There is no fstps and flds commands in fast case. 快速情况下没有fstps和flds命令。 So GCC stores and loads value from memory on each step. 所以GCC在每一步都存储并加载内存中的值。 I've tried register float type, but this doesn't help. 我试过register float类型，但这没有用。

Update 2 更新2

I've tested on gcc-4.9 and looks like it generates optimal code for 64 bit. 我已经在gcc-4.9上进行了测试，看起来它为64位生成了最佳代码。 And -ffast-math (suggested by @jch) fixes -m32 -std=c99 for both GCC versions. 并且-ffast-math （由@jch建议）修复了两个GCC版本的-m32 -std=c99 。 I'm still looking for solution for 64 bit on gcc-4.8, because it is more common version for now that 4.9. 我仍然在gcc-4.8上寻找64位的解决方案，因为它现在更常见的是4.9。

Answer 1

There is a partial dependency stall in the code generated by older versions of GCC. 旧版本的GCC生成的代码中存在部分依赖性停顿。

movzbl (%rsi,%rax), %r8d
cvtsi2ss %r8d, %xmm0  ;; all upper bits in %xmm0 are false dependency

The dependency can be broken by xorps . xorps可以打破依赖关系。

#ifdef __SSE__
float __attribute__((always_inline)) i2f(int v) {
    float x;
    __asm__("xorps %0, %0; cvtsi2ss %1, %0" : "=x"(x) : "r"(v) );
    return x;
}
#else
float __attribute__((always_inline)) i2f(int v) { return (float) v; }
#endif

void stretch(UINT8* lineOut, UINT8* lineIn, int xsize, float *kk)
{
    int xx, x;

    for (xx = 0; xx < xsize; xx++) {
        float ss = 0.0;
        for (x = 0; x < xsize; x++) {
            ss += i2f(lineIn[x]) * kk[x];
        }
        lineOut[xx] = (UINT8) ss;
    }
}

Results 结果

$ cc -O2 -Wall -m64 ./test.c -o ./test64 && time ./test64
./test64  4.07s user 0.00s system 99% cpu 4.070 total
$ cc -O2 -Wall -m32 ./test.c -o ./test32 && time ./test32
./test32  3.94s user 0.00s system 99% cpu 3.938 total

Answer 2

Here is what I tried: I declared ss as volatile . 这是我尝试过的：我宣称ss是易变的 。 This prevented the compiler from doing optimizations on it. 这阻止了编译器对其进行优化。 I got similar times for both 32 and 64 bit versions. 我得到了32位和64位版本的类似时间。
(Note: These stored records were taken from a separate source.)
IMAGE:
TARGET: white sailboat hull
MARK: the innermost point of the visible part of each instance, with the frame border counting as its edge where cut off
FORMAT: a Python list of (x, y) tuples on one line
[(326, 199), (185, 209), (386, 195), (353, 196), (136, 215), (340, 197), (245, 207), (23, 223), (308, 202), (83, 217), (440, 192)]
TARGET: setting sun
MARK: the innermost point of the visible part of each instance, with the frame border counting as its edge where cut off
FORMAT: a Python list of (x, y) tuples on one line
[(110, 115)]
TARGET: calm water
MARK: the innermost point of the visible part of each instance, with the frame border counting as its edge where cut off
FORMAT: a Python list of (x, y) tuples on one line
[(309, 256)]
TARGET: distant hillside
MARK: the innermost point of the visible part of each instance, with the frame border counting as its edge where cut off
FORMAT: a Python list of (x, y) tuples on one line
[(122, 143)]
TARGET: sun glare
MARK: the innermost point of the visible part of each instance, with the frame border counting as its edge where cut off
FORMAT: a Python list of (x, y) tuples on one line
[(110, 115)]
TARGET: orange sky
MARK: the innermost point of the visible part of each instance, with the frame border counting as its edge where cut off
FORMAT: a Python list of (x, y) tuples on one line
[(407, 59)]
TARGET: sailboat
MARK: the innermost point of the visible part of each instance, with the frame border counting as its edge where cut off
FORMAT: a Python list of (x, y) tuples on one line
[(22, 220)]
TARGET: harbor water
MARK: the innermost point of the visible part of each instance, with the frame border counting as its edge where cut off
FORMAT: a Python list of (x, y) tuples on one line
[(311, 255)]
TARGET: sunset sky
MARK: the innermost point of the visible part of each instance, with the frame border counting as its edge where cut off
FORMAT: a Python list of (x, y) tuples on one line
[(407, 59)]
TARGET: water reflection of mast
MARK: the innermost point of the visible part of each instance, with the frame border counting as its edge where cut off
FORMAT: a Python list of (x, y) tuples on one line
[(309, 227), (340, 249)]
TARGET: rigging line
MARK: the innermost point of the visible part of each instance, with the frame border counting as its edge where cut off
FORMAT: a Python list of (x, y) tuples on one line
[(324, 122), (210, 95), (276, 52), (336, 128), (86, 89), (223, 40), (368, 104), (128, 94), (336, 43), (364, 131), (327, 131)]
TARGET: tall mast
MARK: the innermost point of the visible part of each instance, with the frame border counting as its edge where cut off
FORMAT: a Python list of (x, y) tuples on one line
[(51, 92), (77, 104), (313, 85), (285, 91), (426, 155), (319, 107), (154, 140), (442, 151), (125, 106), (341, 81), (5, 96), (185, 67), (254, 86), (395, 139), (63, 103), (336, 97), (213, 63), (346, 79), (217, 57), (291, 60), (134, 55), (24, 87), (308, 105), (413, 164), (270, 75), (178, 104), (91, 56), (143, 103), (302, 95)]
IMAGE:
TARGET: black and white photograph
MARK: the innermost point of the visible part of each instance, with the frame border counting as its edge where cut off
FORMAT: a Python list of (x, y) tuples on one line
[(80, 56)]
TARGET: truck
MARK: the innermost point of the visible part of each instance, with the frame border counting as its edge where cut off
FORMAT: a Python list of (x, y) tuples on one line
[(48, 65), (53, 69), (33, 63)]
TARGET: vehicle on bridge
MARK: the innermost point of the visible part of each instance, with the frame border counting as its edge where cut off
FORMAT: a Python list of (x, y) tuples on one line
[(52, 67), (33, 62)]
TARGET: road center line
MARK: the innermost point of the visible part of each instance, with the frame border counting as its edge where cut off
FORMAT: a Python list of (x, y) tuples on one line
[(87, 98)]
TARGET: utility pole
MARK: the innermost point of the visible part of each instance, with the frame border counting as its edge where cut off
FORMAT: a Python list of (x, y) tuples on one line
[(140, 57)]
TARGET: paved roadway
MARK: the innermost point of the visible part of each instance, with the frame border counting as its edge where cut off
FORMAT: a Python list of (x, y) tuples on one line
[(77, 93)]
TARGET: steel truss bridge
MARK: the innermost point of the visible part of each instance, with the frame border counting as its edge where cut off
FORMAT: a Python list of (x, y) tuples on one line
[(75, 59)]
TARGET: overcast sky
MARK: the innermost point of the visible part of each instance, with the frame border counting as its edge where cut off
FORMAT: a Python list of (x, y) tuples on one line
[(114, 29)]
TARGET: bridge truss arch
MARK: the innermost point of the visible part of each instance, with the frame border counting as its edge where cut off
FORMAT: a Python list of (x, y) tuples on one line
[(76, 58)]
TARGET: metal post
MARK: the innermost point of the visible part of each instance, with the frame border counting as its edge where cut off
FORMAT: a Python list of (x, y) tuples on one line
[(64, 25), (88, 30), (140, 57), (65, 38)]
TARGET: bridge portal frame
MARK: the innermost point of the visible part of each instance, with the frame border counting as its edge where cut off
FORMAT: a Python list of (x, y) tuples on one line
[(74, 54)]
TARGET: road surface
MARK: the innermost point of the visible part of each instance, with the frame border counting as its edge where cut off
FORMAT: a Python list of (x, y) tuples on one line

64bit was slightly slower but this is normal because 64bit code is larger and the uCode cache has a finite size. 64位稍慢，但这是正常的，因为64位代码更大，uCode缓存的大小有限。 So in general 64bit should be very slightly slower than 32 (<3-4%). 所以一般来说64位应该比32（<3-4％）慢一点。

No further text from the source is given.